Adjusted EBITDA totaled $19.0 million for the first quarter of 2008 compared to $11.9 million for the first quarter of 2007, and Adjusted Net Income totaled $1.5 million (or $0.04 per share) compared to an Adjusted Net Loss of $0.3 million (or a $0.02 loss per share) for the first quarter of 2007. This year-over-year increase was primarily attributable to the 7-Eleven ATM Transaction. Specific costs excluded from Adjusted EBITDA and Adjusted Net Income (Loss) are detailed in a reconciliation included at the end of this press release.
The GAAP net loss for the first quarter totaled $4.6 million, reflecting the incremental $4.7 million of depreciation, accretion, and amortization expense associated with the 7-Eleven ATM Acquisition and the increased number of machines in the Company's United Kingdom and Mexico operations, the additional $1.9 million of interest expense associated with slightly higher debt levels during the first quarter of 2008, and $1.3 million of losses related to the Company's advanced-functionality operations.

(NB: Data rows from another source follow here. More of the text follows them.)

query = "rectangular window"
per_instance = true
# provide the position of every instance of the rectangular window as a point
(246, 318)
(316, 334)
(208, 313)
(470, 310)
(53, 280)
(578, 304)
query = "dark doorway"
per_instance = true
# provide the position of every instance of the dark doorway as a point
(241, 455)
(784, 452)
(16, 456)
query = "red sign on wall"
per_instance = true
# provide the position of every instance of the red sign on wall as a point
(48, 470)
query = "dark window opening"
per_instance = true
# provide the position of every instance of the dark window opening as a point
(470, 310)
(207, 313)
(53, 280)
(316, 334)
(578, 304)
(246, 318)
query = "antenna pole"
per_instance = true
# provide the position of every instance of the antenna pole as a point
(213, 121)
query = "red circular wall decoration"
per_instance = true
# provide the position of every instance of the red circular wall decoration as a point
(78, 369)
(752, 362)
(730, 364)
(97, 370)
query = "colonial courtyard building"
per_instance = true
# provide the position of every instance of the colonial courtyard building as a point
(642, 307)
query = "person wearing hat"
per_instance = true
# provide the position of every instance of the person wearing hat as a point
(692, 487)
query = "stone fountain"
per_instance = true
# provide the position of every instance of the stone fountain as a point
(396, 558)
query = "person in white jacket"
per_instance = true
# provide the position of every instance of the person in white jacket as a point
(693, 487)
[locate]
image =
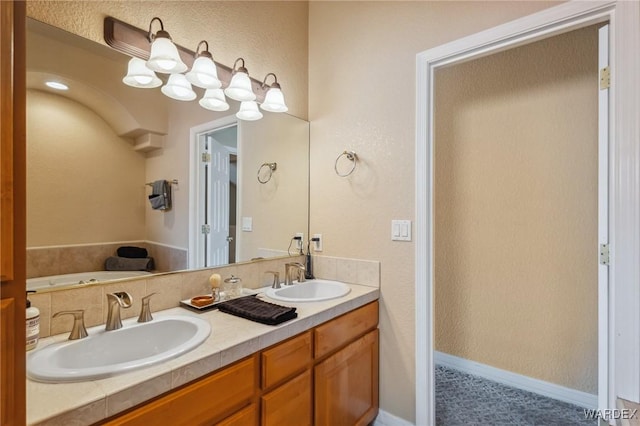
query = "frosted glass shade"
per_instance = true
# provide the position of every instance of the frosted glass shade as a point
(138, 75)
(164, 57)
(240, 88)
(214, 100)
(274, 101)
(178, 88)
(204, 74)
(249, 111)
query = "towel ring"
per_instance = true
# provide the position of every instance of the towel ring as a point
(351, 156)
(271, 167)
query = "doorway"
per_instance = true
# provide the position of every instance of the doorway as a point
(215, 176)
(516, 228)
(617, 303)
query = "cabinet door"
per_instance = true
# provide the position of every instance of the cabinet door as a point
(246, 417)
(289, 404)
(346, 384)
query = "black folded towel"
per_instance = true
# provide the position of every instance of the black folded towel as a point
(115, 263)
(254, 309)
(160, 197)
(132, 252)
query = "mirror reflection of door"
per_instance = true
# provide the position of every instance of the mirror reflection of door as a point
(217, 173)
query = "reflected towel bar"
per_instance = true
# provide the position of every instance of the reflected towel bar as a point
(172, 182)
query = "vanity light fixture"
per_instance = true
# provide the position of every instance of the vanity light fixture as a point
(274, 99)
(138, 75)
(249, 111)
(164, 55)
(56, 85)
(240, 85)
(203, 73)
(214, 100)
(178, 88)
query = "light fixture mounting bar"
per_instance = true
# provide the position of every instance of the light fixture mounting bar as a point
(133, 41)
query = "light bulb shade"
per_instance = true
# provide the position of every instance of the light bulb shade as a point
(164, 57)
(274, 101)
(214, 100)
(204, 74)
(178, 88)
(249, 111)
(240, 87)
(138, 75)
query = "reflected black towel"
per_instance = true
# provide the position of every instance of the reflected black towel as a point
(115, 263)
(132, 252)
(254, 309)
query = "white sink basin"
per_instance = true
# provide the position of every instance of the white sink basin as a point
(309, 291)
(107, 353)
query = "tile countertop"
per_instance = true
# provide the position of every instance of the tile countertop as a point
(232, 338)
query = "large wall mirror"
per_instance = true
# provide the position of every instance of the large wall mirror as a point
(95, 149)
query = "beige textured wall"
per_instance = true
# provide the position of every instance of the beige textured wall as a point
(270, 36)
(517, 210)
(67, 143)
(362, 97)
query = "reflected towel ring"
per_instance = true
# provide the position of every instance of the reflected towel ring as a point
(271, 167)
(351, 156)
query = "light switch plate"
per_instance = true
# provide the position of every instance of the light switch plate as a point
(401, 230)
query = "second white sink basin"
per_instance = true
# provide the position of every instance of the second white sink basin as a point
(107, 353)
(309, 291)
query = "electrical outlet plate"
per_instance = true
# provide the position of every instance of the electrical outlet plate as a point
(401, 230)
(317, 245)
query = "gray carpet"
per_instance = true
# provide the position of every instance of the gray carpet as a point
(463, 399)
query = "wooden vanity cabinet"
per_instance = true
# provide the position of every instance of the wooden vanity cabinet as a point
(324, 376)
(203, 402)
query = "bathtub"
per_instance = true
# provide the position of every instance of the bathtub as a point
(41, 283)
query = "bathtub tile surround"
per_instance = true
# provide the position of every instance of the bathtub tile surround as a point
(171, 288)
(68, 259)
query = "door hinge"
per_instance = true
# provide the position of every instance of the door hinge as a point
(605, 78)
(604, 254)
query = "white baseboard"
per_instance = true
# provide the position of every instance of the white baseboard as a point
(529, 384)
(388, 419)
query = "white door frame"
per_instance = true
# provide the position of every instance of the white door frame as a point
(623, 316)
(194, 184)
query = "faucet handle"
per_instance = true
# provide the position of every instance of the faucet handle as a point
(78, 331)
(145, 311)
(276, 278)
(123, 298)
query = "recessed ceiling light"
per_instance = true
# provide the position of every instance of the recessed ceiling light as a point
(56, 85)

The net loss for the quarter also includes a $1.2 million income tax charge associated with valuation allowances against the Company's various deferred tax assets. This charge is reflected in the "income tax expense (benefit)'' line item of our consolidated statement of operations.
The Company is reconfirming its expectations for the following financial measures for the year ending December 31, 2008:
- Revenues of $480.0 million to $505.0 million,
- Overall gross margins of approximately 24.5%,
- Adjusted EBITDA of $86.0 million to $90.0 million,
- Depreciation and accretion expense of $38.0 million to $39.0 million,
- Interest expense of $29.0 million to $30.0 million,
- Adjusted Net Income of $0.30 to $0.35 per diluted share, based on a range of 39.5 million to 40.0 million shares outstanding, and
- Capital expenditures of $48.0 million to $50.0 million, net of minority interest.

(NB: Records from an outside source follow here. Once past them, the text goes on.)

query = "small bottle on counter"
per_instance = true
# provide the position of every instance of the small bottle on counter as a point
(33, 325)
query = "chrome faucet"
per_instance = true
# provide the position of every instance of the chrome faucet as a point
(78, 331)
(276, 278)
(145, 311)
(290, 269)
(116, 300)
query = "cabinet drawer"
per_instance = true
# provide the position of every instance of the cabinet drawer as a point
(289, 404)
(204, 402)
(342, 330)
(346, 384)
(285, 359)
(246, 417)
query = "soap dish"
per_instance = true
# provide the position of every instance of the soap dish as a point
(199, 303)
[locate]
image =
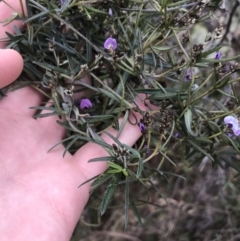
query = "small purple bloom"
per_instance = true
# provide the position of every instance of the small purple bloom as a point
(232, 123)
(188, 75)
(218, 55)
(142, 126)
(85, 104)
(110, 43)
(176, 135)
(110, 12)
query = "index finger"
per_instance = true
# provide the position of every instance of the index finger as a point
(6, 12)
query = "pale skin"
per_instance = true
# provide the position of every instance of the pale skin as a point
(39, 194)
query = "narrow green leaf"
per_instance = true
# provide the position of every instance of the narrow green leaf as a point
(114, 165)
(126, 201)
(140, 167)
(105, 158)
(102, 178)
(89, 180)
(188, 122)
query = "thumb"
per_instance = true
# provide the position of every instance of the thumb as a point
(11, 66)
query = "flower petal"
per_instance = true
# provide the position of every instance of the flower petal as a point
(231, 120)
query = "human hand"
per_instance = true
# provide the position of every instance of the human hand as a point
(40, 199)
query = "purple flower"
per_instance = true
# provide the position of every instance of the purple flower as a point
(176, 135)
(85, 104)
(218, 55)
(232, 123)
(188, 75)
(110, 12)
(110, 43)
(142, 126)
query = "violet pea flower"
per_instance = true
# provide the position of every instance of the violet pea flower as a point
(218, 55)
(85, 104)
(188, 75)
(110, 43)
(232, 123)
(142, 126)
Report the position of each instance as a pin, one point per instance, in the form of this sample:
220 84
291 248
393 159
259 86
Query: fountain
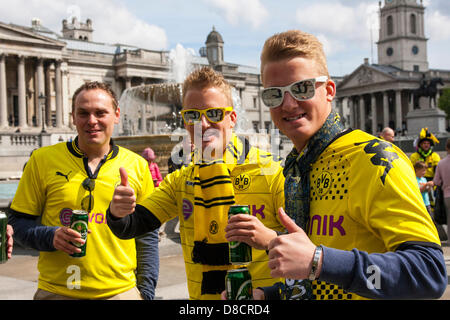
150 114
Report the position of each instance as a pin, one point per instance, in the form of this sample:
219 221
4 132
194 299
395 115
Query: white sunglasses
300 90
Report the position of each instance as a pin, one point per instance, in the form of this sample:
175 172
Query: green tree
444 102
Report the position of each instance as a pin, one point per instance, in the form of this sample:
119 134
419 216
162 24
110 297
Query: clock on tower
402 42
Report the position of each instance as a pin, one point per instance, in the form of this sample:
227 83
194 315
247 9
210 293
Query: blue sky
348 28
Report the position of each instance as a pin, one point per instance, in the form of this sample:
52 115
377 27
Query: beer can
238 284
79 222
3 242
239 252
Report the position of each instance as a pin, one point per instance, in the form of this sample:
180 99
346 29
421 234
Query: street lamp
42 99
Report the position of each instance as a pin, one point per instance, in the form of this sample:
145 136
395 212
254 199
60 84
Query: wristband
315 263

These amounts include the estimated revenues and losses associated with the Company's advanced-functionality operations. The Company anticipates that pre-tax losses from these operations will be in the range of $3.0 million to $5.0 million for 2008. Additionally, the guidance excludes the impact of certain one-time items as well as anticipated stock-based compensation expense and approximately $17.5 million of intangible asset amortization expense.